Cue zinging sound that they make by sliding a piece of metal along the steel strings of an electric guitar

"Early on, when he was just short of his second birthday however, his parents noticed that he couldn't throw a baseball overarm all the way from the outfield, but rather just lamely tossed it in a kind of uncoordinated spasm worthy of on English gayman. Horrified at this affliction, Dwight's parents Brandylene-Jo and Seth, took him to all the doctors in the area and even went as far as New York City to find a cure, just to make Dwight a normal little boy".

Cut to Dwight's grandparents who explain that Dwight is a bubbly boy and full of beans, just to differentiate him from all other people of his age, and that all this means that he probably won't be a starter for the Kansas City Royals, though they'll probably be dead by then and not have to face the shame in the street; all this interlaced with a few finger-picked minor 7th chords..

Show Walt arriving at Dwight's home  in his cadillac and waving to the small child through closed window whilst puffing on a big cigar..

Cut to Dwight surrounded by older kids, playing a game a running round just to underline the fact that he is a normal little kid just like you or I and not some kind of freak as such.

"We ask you to help Dwight, and others like him, but especially Dwight (some of the other ones are black, for example) by sending a donation, as much as you can (but not less than 99.99 USD) to waltgleeson.com and make a little boy and his parents very happy by helping him to not still be throwing like a girl on his third birthday".

Music fades out and cheesy, soft focus family pic of everyone's plastic looking faces appears..

Thursday, September 30, 2010

Help Me - I Wanna Be Un-PC For A Day...


Here at the PMC we're in a bit of a quandry, namely, we can't decide which side we back in the American Civil War of 1861-65 we should back.

Now, on the surface, this should be a no brainer, right?

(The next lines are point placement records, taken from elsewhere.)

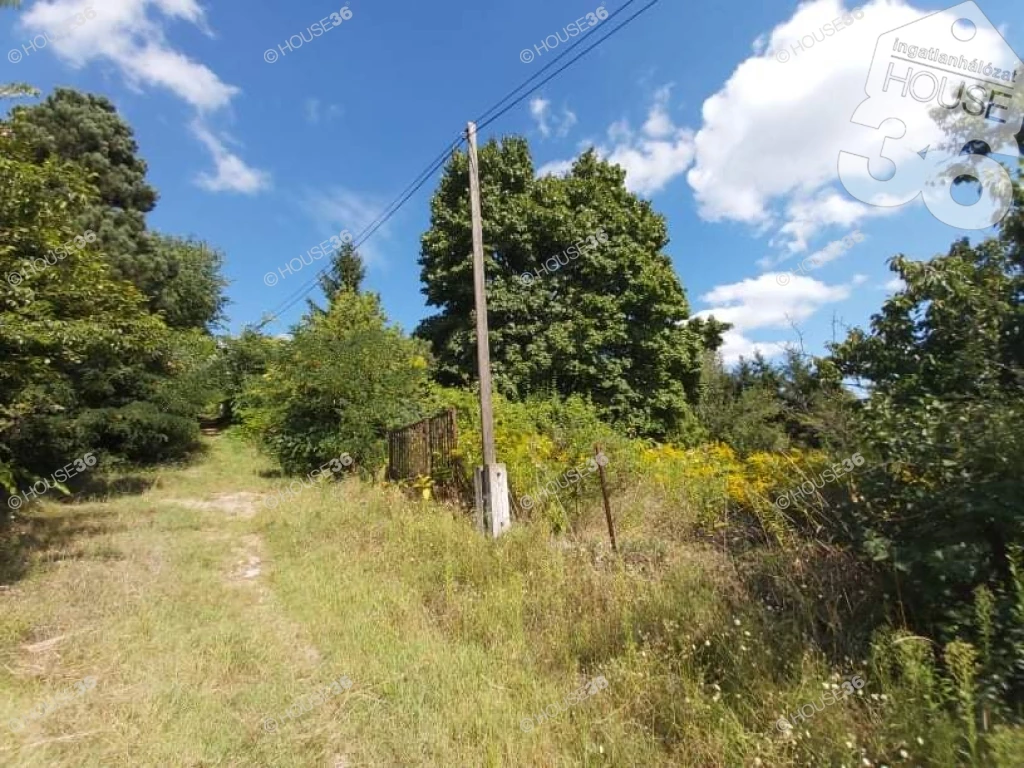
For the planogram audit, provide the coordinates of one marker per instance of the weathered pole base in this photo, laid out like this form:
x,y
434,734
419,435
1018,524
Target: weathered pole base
x,y
492,486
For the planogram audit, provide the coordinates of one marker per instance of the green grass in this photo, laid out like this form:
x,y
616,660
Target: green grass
x,y
450,640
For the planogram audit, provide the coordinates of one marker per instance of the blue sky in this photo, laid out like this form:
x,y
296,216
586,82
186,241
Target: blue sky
x,y
737,148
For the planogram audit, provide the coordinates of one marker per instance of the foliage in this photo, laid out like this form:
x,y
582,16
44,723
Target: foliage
x,y
178,278
336,387
345,272
547,444
90,363
761,406
942,427
605,318
72,336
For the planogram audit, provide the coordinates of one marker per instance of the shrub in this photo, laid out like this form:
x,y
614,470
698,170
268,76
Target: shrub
x,y
336,388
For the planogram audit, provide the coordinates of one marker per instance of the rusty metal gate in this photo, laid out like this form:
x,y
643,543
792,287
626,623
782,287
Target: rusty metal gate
x,y
428,449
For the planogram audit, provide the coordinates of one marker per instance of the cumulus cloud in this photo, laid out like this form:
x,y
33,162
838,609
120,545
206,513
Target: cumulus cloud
x,y
231,172
768,146
651,157
130,34
772,300
547,123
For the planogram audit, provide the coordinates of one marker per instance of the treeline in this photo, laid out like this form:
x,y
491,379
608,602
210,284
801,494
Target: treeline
x,y
105,326
110,348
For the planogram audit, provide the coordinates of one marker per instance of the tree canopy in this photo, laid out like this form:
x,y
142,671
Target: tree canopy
x,y
582,297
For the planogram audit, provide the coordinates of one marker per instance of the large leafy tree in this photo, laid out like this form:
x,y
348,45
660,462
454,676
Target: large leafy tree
x,y
179,278
942,427
74,339
608,321
336,387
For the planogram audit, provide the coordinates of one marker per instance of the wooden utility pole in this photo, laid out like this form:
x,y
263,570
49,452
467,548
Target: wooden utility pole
x,y
601,461
492,478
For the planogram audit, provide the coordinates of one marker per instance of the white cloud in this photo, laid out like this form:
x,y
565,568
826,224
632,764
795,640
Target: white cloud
x,y
652,157
555,168
540,110
772,300
339,208
231,172
768,148
735,345
314,111
130,34
127,34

The North, obviously, since they were abolitionists. On the other hand, the South had a cooler flag (latterly, I think the saltire-based design came in towards the end of the war), more balls, and the Dukes of Hazard (and Lynryd Skynryd) onside...

...anyway, since the war was resolved (on the side of the righteous) one hundred and forty five years ago now, it's fairly academic, but we're still wondering if any of our readers are faced with the same, "it's-obvious-whose-side-I-should-back-but-in-any -case-I-fancy-the-other-side" dilemma. Perhaps you secretly back the nazis, hoping their far cooler Stuka dive bombers, Tiger tanks and Nebelwerfer rocket launchers would put pay to those pesky Americans, Brits and Russians once and for all. Or maybe you really take pleasure from the British government forces' crushing of the Jacobites at Culloden. Or alternatively you revel in the Conquistadores atrocities, or think that Sadam Hussein's use of chemical weapons against the Kurds and the marsh Arabs were right to hold sway, whatever it is, we'd like to know..

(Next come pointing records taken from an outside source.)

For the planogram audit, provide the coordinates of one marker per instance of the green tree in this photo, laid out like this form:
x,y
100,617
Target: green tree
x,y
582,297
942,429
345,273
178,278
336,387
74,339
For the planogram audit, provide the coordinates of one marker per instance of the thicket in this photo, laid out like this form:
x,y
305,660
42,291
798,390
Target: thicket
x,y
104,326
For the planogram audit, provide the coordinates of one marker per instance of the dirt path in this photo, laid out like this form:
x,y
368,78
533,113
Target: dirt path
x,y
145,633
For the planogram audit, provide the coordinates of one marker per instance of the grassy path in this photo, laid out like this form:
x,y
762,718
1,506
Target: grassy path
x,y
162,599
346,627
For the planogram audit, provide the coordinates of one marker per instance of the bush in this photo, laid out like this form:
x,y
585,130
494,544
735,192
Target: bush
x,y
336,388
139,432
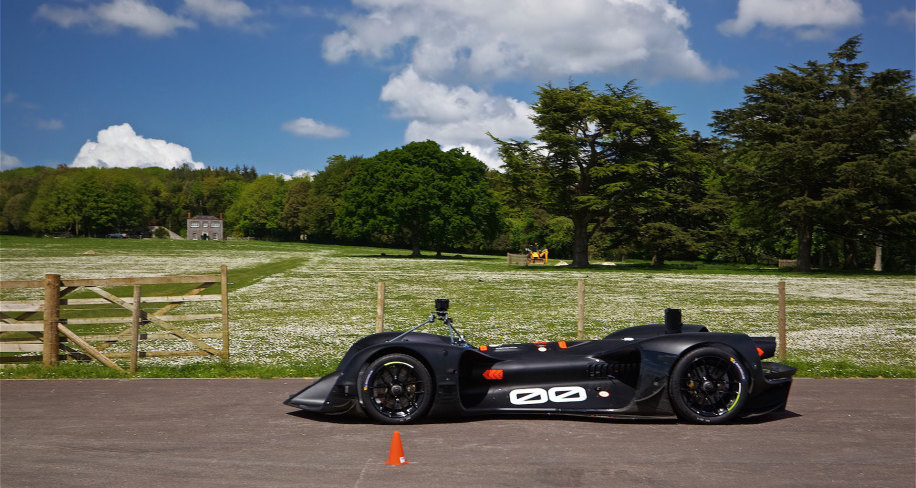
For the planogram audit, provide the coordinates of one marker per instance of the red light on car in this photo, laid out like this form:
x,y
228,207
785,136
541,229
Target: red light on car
x,y
493,374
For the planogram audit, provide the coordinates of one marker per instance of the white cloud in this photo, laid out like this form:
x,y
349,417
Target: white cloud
x,y
304,127
903,16
120,147
147,19
808,18
9,162
479,39
220,12
449,47
51,124
456,116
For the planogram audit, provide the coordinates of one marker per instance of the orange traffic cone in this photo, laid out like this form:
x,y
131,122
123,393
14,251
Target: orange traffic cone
x,y
396,454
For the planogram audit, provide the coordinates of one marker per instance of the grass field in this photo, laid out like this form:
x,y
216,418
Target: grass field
x,y
295,308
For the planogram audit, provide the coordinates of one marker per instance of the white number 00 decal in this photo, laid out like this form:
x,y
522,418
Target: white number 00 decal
x,y
557,394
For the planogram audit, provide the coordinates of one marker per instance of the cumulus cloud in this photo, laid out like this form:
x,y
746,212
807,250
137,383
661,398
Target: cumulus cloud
x,y
120,147
904,17
305,127
220,12
808,18
456,116
450,47
9,162
147,19
513,38
51,124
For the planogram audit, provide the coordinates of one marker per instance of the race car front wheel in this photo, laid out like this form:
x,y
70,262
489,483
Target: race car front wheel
x,y
708,386
395,389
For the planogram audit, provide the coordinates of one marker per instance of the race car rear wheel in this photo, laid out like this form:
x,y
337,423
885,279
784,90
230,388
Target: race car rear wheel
x,y
395,389
708,386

...mark your entries 'The Side That I Secretly Back In a War That Has Long Since Been Resolved, Even Though I Know They Were The Baddies' and there might even be a prize in the offing, for the best entry, who knows...

Wednesday, September 29, 2010

Thought For The Day No. 38 - With The Rabbi Anders Weiss


...psychologist, spiritual guru and arbiter of good taste...

Just as a small fire is extinguished by the storm whereas a large fire is enhanced by it - likewise a weak faith is weakened by predicament and catastrophes whereas a strong faith is strengthened by them.